# Using a CNN for news topic categorization

In [1]:
# set this to true to learn the model when running. false will load the model from disk
LEARN=False

In [2]:
from gensim.models import Word2Vec
from keras.utils import np_utils
from keras.models import Sequential
from keras.layers import Dense, Dropout, Activation, Flatten
from keras.layers import Convolution2D, MaxPooling2D
from keras.layers import Merge
from keras.callbacks import TensorBoard
from keras.callbacks import EarlyStopping
from keras.callbacks import ModelCheckpoint
from keras.regularizers import l2
from pandas import DataFrame
import numpy as np
from sklearn.metrics import confusion_matrix

np.random.seed(0)

Using TensorFlow backend.


In [3]:
category_names = ['Sonstiges', 'Aktuell', 'Lifestyle', 
          'Wirtschaft', 'Finanzen', 'Ausland', 'Lokal', 
          'Politik', 'Sport', 'Technologie', 'Kultur']

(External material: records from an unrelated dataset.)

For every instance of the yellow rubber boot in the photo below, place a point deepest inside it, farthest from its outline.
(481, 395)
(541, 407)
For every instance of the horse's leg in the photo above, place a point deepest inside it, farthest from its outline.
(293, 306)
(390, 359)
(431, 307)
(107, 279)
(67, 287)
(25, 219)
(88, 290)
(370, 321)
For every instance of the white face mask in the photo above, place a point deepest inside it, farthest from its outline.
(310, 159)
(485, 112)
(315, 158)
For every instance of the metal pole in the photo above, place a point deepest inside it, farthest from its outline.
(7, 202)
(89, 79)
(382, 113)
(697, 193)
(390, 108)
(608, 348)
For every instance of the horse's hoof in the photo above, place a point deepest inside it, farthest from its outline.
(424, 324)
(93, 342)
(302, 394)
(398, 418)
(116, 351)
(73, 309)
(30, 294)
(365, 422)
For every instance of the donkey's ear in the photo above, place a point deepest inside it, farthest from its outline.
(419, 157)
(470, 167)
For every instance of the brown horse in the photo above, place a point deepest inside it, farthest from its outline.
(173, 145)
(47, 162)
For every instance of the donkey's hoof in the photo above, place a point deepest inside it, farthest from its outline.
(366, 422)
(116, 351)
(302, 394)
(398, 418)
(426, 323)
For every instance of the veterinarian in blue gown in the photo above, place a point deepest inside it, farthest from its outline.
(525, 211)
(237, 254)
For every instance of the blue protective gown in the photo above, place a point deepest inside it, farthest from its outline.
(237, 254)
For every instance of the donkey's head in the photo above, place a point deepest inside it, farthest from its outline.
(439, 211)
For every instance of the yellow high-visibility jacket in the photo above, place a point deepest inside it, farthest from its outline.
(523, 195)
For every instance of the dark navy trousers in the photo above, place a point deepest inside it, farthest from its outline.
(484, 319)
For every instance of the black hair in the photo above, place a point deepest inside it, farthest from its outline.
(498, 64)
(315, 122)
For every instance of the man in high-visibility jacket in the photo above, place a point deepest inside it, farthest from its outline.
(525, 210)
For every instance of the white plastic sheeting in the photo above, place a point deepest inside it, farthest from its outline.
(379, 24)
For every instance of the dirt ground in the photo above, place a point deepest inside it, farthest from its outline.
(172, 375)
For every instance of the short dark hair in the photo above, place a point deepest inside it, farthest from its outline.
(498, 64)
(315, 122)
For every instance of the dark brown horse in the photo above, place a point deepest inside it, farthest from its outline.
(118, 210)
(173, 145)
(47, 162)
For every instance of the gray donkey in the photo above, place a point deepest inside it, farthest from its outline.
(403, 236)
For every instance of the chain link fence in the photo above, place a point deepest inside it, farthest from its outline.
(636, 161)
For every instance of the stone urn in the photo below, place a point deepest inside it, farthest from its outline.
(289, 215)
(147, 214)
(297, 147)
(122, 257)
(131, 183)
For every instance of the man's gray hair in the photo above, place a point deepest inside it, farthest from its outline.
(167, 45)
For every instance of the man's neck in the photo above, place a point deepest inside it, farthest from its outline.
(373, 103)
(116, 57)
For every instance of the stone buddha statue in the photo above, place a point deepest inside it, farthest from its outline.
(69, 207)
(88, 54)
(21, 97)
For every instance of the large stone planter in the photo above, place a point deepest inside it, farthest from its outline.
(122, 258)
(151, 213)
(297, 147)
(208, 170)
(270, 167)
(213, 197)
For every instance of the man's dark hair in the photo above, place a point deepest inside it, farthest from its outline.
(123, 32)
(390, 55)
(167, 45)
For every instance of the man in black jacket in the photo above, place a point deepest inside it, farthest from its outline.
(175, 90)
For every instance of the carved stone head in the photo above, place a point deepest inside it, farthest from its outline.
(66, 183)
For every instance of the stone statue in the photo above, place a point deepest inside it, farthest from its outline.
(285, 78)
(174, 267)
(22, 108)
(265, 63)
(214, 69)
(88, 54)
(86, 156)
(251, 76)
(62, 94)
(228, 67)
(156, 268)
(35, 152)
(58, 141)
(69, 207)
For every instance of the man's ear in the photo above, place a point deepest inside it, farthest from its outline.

num_models = len(category_names)

# the list of full corpora
fulldata_paths = [(x, "corpus/corpus{}.txt".format(x)) for x in category_names]

# the corpora with a fixed split for training and validation
train_paths = [(x, "data/corpus{}.training.txt".format(x)) for x in category_names]
validation_paths = [(x, "data/corpus{}.validation.txt".format(x)) for x in category_names]

base_model = Word2Vec.load('../wiki/data/wiki.de.200dim.word2vec.model')

# we can precompute the L2-normalized vectors to save lots of memory
# we can't continue learning after they are normalized but the model is static
# in this usecase anyways
base_model.init_sims(replace=True)

k = base_model.vector_size
print("basemodel has {} dimensional vectors".format(k))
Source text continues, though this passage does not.